Thanks to its scalability and extensibility, Kubernetes (K8s) adoption has surged in recent years. Additionally, public cloud providers have made K8s even more accessible with managed K8s services. When correctly configured, Kubernetes ensures high availability and reliability for your container workloads. However, getting K8s configuration right isn’t always easy.
Most teams tend to over-provision underlying hardware or cloud-based node resources for their Kubernetes clusters without proper guidance. This poor node capacity management leads to a waste of resources and increased costs. Under-provisioning node capacity is more dangerous because it leads to application slowdowns and outages.
This article will review how to effectively manage underlying node capacity for Kubernetes clusters and introduce a solution specifically designed for solving this complex challenge.
We first summarize the key points so that you can glean all of the aspects of node capacity management before delving into each separately. Effective node capacity management consists of three high-level categories:
1. Kubernetes Cluster Level: These are the things to keep in mind when bootstrapping your cluster
|Max allowed pods||Determine the number of allowed pods on a node. Defaults to 110|
|Nodes Network CIDR||Determines the number of nodes that you can have in a cluster|
|Pod Network CIDR||Determines the total number of pods that you can have in a cluster|
2. Kubernetes Resource Level: These are the things to keep in mind when configuring your Deployments and Statefulsets
|Inter Pod Affinity|
|Pod Node Affinity||Ability to assign pods to a particular type of node(s)|
|Pod Resource Configuration||Ability to configure CPU/Mem Request and Limits|
3. Node Level: These are the things to keep in mind when deciding the underlying node type for a node pool in your cluster
|Cloud Resource||Choosing the correct instance type based on|
|Optimization||CPU/Memory/Network requirements of your application|
|Cloud Instance Pricing||Keep in mind each instance is billed differently and this can have a direct impact on COGS|
Now, let’s take a closer look at each aspect of K8s node capacity management. We’ll start with considerations at the cluster level.
Node capacity for any Kubernetes cluster highly depends on how the cluster was bootstrapped. There are three main things you should keep in mind while provisioning your cluster:
Max Allowed Pods are the total number of pods you can schedule on a node in your cluster. Upstream Kubernetes defaults Max Allowed Pods to 110, but you can change the value during cluster bootstrapping. Different cloud providers have different default settings as well.

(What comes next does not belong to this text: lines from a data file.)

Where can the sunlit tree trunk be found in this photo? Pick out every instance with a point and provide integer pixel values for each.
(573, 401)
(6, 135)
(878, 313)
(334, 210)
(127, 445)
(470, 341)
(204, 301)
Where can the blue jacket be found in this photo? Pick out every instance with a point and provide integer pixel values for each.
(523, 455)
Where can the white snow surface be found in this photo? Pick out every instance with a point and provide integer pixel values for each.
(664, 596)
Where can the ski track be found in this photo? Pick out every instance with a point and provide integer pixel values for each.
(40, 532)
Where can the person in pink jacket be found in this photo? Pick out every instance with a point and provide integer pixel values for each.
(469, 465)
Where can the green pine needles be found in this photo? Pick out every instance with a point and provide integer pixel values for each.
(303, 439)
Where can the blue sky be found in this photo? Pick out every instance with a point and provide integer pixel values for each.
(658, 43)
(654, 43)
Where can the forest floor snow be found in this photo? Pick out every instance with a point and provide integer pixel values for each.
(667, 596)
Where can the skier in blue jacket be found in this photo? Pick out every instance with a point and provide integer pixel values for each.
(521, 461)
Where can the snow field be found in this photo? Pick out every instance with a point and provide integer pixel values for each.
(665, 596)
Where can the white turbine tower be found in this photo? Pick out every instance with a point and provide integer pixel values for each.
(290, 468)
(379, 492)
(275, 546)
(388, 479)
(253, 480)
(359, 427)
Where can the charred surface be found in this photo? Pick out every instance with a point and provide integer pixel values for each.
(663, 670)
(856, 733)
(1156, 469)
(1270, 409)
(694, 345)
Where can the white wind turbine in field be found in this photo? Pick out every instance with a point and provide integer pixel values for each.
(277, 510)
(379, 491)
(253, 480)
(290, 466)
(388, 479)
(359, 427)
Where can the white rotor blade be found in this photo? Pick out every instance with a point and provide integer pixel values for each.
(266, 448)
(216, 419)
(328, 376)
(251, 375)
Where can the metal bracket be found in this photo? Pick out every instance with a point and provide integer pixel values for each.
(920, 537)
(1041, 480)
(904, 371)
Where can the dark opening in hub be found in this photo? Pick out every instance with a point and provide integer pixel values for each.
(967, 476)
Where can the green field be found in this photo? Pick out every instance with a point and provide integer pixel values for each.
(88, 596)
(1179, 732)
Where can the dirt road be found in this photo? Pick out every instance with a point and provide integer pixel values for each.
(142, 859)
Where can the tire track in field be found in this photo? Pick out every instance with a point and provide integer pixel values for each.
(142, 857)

|Cloud Provider||Default Setting||CLI Flag to configure|
|Google Kubernetes Engine (GKE)||110 (GKE Standard) 32 (GKE Auto-pilot)||--default-max-pods-per-node|
|Azure Kubernetes Service (AKS)||30 (Azure CNI) 110 (Kubenet)||--max-pods|
|AWS Elastic Kubernetes Service (EKS)||Depends upon the network interface of the instance. Ranges from (4 to 737) Limits can be read here||N/A|
The table above shows the default number of pods for different hosted Kubernetes services and the CLI flag to use if you want to change this setting when provisioning Kubernetes clusters.
Note that in the case of AWS EKS, there is no CLI flag available since the max number of pods on a node is dependent on the instance type. Because AWS EKS clusters are configured by default using AWS CNI, the instance type dictates the number of Elastic Network Interfaces, which defines the max number of pods. The AWS CNI assigns network interfaces of the node to the pods. If you want to get around this, you should configure your EKS cluster to use a different CNI plugin such as Calico.
For each Kubernetes cluster, you need to define an IP CIDR block for the pods. The network plugin uses this CIDR to assign IP addresses to the Pods. This setting works closely with the previous Max Allowed Pods setting. Let’s take a look at a few examples to make the concept clear.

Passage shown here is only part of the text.